# textgrid-tools
[![PyPI](https://img.shields.io/pypi/v/textgrid-tools.svg)](https://pypi.python.org/pypi/textgrid-tools)
![PyPI](https://img.shields.io/pypi/pyversions/textgrid-tools.svg)
[![MIT](https://img.shields.io/github/license/stefantaubert/textgrid-ipa.svg)](https://github.com/stefantaubert/textgrid-ipa/blob/main/LICENSE)
[![PyPI](https://img.shields.io/pypi/wheel/textgrid-tools.svg)](https://pypi.python.org/pypi/textgrid-tools/#files)
![PyPI](https://img.shields.io/pypi/implementation/textgrid-tools.svg)
[![PyPI](https://img.shields.io/github/commits-since/stefantaubert/textgrid-ipa/latest/main.svg)](https://github.com/stefantaubert/textgrid-ipa/compare/v0.0.7...main)
[![DOI](https://zenodo.org/badge/DOI/10.5281/zenodo.7528782.svg)](https://doi.org/10.5281/zenodo.7528782)

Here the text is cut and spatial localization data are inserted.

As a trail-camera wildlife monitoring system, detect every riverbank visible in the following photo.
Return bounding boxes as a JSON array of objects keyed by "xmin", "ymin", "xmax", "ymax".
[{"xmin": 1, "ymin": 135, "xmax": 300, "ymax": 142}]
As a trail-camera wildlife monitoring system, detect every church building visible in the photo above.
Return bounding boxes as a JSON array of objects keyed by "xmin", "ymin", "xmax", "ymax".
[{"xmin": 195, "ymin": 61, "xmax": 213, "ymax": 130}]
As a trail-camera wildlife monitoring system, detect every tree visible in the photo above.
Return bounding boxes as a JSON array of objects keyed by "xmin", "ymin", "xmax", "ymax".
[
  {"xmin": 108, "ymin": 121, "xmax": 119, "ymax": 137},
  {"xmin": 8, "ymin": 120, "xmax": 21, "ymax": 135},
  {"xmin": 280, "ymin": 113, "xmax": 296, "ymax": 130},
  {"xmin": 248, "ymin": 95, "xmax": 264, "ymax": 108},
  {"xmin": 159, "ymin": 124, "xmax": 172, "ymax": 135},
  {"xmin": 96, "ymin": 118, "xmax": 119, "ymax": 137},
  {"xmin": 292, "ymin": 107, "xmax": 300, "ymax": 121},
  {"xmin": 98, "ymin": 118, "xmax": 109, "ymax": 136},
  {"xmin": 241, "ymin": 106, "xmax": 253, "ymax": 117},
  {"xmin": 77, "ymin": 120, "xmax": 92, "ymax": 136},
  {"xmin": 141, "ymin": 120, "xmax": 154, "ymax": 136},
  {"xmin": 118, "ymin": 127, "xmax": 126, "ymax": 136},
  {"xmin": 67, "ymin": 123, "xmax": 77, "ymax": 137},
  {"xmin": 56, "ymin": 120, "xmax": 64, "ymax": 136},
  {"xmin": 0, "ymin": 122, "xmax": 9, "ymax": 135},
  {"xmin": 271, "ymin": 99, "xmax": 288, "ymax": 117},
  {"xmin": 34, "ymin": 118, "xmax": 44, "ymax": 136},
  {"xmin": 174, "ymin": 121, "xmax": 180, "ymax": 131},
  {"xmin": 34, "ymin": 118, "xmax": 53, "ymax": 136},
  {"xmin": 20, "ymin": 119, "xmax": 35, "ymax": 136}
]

Command-line interface (CLI) to modify TextGrids and their corresponding audio files.
## Features
- grids
- `merge`: merge grids together
- `plot-durations`: plot durations
- `mark-durations`: mark intervals with specific durations with a text
- `create-dictionary`: create pronunciation dictionary out of a word and a pronunciation tier
- `plot-stats`: plot statistics
- `export-vocabulary`: export vocabulary out of multiple grid files
- `export-marks`: exports marks of a tier to a file
- `export-durations`: exports durations of grids to a file
- `export-paths`: exports grid paths to a file
- `export-audio-paths`: exports audio paths to a file
- `import-paths`: import grids from paths written in a file
- `import-audio-paths`: import audio files from paths written in a file
- grid
- `create`: convert text files to grid files
- `sync`: synchronize grid minTime and maxTime according to the corresponding audio file
- `split`: split a grid file on intervals into multiple grid files (incl. audio files)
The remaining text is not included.